Thousands and thousands of athletes in Athens and only a few hundred medals available. Why in the world would someone do that? Many of these athletes will be at the peak of their performance only this once – this one Olympics and there is no other shot. Many of these athletes have their place in the spotlight measured in seconds. Think of that! Only the top three get medals and at time what separates the fourth from those first three is hundredths of seconds. In speed cycling they time to three decimal points, so the difference could be thousandths of a second between medal and no medal. In archery a man practiced for 10 hours a day, everyday, for the last 15 years and went home with nothing but the experience.
Wait a minute. The experience. They ALL go home with that. The experience is that moment, that hundredth of a second frozen in time forever. The experience is being there. The experience is participation, even though you are the one that gets lapped in the long run. The experience of walking around with passes and tags around your neck, being in the Olympic Athletes ONLY Village, going in the Athletes ONLY places, and getting the Athletes ONLY warm-ups. Every athlete goes home with the experience.

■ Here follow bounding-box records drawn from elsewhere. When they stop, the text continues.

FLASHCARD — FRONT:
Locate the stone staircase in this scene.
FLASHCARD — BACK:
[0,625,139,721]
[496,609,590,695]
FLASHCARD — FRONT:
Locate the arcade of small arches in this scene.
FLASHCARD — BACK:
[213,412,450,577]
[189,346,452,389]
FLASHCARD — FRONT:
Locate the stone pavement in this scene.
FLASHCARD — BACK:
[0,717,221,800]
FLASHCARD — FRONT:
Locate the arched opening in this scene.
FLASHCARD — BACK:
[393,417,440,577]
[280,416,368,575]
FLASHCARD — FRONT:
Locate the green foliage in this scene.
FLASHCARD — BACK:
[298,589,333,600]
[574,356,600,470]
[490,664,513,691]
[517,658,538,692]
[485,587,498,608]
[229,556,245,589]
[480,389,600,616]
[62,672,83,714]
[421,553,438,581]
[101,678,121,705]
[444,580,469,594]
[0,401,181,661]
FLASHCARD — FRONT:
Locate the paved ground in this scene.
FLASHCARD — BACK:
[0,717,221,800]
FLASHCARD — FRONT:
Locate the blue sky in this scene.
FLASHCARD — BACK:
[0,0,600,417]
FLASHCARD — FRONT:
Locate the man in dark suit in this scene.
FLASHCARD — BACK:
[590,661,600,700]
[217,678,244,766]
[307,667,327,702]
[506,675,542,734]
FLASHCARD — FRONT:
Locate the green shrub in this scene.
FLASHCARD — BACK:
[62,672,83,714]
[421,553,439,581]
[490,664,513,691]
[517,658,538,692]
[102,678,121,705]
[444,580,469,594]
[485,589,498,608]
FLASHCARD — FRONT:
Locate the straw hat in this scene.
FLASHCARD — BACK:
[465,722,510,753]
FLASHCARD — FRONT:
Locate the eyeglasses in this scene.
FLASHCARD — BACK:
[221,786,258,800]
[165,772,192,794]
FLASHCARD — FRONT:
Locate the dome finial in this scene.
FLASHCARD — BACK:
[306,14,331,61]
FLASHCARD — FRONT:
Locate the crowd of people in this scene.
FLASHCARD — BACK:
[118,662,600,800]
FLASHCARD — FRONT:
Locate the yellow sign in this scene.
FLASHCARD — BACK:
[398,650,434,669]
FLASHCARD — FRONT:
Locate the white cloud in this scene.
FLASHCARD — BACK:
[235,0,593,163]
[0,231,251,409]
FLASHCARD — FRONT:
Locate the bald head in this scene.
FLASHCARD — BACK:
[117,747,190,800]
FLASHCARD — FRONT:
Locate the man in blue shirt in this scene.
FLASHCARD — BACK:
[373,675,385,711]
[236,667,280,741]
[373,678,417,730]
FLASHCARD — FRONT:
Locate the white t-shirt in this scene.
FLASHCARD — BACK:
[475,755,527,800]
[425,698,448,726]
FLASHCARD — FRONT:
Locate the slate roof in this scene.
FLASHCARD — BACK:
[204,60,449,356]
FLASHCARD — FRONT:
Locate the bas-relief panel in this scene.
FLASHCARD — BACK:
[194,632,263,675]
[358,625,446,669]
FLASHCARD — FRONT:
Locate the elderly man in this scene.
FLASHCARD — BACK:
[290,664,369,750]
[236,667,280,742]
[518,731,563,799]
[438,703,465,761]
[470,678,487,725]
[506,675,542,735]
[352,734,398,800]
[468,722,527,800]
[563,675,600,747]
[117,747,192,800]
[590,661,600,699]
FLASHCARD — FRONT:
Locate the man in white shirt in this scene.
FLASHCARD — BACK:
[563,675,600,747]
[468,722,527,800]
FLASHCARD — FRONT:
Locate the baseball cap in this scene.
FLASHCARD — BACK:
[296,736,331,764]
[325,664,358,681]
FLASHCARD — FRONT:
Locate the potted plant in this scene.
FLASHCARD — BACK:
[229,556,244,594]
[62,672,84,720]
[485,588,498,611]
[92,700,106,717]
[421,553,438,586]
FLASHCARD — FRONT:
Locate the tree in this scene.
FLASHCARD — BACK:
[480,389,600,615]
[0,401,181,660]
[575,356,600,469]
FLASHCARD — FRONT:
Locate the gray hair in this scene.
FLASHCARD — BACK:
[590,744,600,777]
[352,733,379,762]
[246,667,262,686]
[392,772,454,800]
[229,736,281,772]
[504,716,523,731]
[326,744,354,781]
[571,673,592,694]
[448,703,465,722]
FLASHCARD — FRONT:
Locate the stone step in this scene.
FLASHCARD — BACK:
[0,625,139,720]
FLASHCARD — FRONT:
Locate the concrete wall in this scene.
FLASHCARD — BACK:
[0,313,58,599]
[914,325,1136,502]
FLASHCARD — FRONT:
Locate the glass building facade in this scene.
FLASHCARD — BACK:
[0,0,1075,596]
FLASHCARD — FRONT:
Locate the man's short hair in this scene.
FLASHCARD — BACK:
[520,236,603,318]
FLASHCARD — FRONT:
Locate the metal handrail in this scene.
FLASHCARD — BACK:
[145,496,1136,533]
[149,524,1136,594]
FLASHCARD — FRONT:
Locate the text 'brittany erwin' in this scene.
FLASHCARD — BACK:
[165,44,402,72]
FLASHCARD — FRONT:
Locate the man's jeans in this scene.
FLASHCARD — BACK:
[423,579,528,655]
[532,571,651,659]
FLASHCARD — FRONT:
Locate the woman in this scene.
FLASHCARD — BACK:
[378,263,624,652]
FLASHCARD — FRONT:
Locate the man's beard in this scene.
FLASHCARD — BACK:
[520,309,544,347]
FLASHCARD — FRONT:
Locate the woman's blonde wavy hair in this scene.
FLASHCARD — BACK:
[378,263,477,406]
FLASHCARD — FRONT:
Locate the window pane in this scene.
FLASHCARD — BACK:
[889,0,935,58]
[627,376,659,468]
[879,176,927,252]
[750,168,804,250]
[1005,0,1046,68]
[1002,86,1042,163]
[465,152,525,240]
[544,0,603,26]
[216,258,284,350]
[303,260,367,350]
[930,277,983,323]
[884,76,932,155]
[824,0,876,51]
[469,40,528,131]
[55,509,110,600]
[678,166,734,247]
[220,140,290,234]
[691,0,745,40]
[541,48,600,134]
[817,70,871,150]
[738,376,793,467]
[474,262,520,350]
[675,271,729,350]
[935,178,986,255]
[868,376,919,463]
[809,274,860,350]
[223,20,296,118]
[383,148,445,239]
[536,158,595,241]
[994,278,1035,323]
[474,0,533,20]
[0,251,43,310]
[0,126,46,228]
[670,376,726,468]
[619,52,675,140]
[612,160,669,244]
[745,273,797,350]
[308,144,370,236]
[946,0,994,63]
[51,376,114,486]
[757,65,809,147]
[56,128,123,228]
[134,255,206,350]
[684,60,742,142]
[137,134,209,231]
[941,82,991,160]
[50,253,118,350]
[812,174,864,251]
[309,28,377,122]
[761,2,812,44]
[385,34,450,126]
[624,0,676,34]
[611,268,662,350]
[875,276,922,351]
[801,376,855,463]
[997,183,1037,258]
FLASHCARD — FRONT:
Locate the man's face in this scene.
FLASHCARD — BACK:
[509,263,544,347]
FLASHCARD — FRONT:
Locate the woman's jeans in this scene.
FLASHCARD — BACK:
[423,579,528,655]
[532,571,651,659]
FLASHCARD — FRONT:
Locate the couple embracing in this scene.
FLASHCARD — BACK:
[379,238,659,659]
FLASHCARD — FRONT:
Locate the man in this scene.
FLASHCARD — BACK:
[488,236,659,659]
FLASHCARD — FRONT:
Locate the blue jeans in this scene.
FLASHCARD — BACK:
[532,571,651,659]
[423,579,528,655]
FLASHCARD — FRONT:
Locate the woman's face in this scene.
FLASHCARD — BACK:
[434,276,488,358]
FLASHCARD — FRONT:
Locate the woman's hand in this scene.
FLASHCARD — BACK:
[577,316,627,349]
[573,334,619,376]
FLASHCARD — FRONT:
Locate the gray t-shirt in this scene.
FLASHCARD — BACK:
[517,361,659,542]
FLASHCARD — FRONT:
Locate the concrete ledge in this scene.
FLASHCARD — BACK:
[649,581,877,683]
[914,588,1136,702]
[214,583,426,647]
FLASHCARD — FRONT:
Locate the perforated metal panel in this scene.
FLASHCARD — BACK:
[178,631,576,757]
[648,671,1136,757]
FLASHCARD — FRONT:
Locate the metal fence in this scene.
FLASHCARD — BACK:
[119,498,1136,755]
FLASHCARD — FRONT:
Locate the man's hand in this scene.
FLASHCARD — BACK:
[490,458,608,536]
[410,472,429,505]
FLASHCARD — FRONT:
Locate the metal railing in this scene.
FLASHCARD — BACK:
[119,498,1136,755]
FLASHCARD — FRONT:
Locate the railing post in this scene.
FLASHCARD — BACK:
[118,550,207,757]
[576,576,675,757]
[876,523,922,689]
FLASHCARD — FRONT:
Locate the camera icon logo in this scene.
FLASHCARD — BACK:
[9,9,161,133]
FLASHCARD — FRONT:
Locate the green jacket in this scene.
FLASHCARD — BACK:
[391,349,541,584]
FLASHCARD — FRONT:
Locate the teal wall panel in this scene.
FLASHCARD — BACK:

After my six knee surgeries what I miss about basketball is NOT the winning. What I miss is the camaraderie, the “good play”, the great shot, the good move, the sweating and exhaustion, the EXPERIENCE. These athletes compete because they love the experience of competition. It is the journey that is the important part – not the goal. It is the experience – not the medal. Sometimes we forget about that in our life’s journey as well, we spend so much time focusing on the goal, that we forget the experience of the present. Stop and take a minute to enjoy the experience, the competition, and the journey.